We’ve gone to Chick-fil-A together several times and each time the place is crawling with little kids and their mothers. I’m usually one of only a few dads there with our kids. I’m always the only man there with sense enough to bring some good reading material.

Today I was reminded of the deep philosophical differences existing between fathers and mothers when it comes to raising boys. These differences are never more apparent than at a playground.

I usually sit outside the playground and watch the boys through the glass–sort of. Elijah, my almost two-year-old, plays for a minute, then comes back to the table and eats a waffle fry and then goes back for another minute of fun. In between the fun and the fry is a heavy glass door leading to the playground.

The good folks at Chick-fil-A have put a handle down at the bottom of it so little guys like Elijah can come and go as they please. I’m not sure how I feel about this.
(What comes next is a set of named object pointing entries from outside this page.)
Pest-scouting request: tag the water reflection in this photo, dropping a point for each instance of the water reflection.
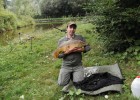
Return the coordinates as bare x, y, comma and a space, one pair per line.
8, 36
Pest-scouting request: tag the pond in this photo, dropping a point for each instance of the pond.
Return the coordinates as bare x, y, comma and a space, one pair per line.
8, 36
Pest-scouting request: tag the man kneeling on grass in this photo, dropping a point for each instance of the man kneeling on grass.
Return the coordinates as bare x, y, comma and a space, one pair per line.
71, 69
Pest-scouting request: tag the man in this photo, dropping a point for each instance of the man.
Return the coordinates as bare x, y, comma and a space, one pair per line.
72, 68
While I can appreciate their attempt to empower my kids, I think the decision as to when they can start and stop having fun on a playground should be left up to me.

The good folks at Chick-fil-A have also done their best to make their door pinch-proof. All the sharp edges have been covered with protective rubber flaps, making it almost impossible to get hurt going through the door.

It takes Elijah longer to negotiate this door than it does to eat his fry and take a swig of his drink. I’m not even sure why he bothers. He must find the door more entertaining than the tubes and ladders inside. There is certainly some entertainment to be found in watching him open it.

It wasn’t until his third trip through that I finally realized what a show I was missing. I looked up from reading just in time to see him pull the door open just far enough to wedge his head in the gap, pause, and then adjust his grip and push the door open the rest of the way.

The “pause”–which brought forth a vision of a ripe melon being squashed in a hydraulic vice–robbed me of breath. My muscles made the initial twitch to send me springing to the rescue. When I saw how this move fit into his larger routine, I settled back into my seat and beamed at the little guy’s resourcefulness. Not even two years old and he’s already using his head for something productive.

That’s when I felt the heat eminating from a couple of nearby mothers who had witnessed everything, including the “pause.” They were impressed neither by his igenuity nor by my inactivity. They were both giving me “we’ve already called Child Protective Services” glares.

I wasn’t going to let their sensitivity steal my moment of joy, so I gave them a “we don’t really have a problem here” smile and went back to my magazine.

Several minutes later a mother approached me and said, “Excuse me, is that your little boy in the red tank top?”

I said that it was and she said that he was crying.

I asked her if he was bleeding and she said no.

I thanked her for her concern and gave her another “we don’t really have a problem here” smile and popped a honey-mustard dipped nugget into my mouth.

Two articles and several nuggets later another mother approached me to ask if I knew that my son was screaming at the top of his lungs at all the others kids in the playground.

I asked her if she was sure he was screaming or was he just growling? Both my boys are very aggressive growlers.

She admitted that he might be growling.

I asked her if any of the other kids were crying and she said no. Bleeding? Again she answered in the negative.

No tears, no blood, no problem. I smiled politely and dove into “The Life of Reilly.”

When I finally came to the bottom of my nugget box and the back of my magazine, I gathered up our stuff and went to get the boys out of the playground. I walked in to find Caleb ramming a little boy’s head against the base of a plastic slide while Elijah looked on and growled in approval.

I rushed over and grabbed Caleb. “What do you think you’re doing?” I asked.

He told me, “Don’t worry Daddy, he’s not bleedin’.”

That’s when the little boy’s dad came into the playground. I tried to apologize, but he waved me off.

“I don’t see any blood,” he said. Then he looked down at my hand. “Say, is that the latest issue of Sports Illustrated?”

As I handed it over, his smile told me that we really didn’t have a problem here. But I’m pretty sure there were some mothers on the other side of the glass who thought otherwise.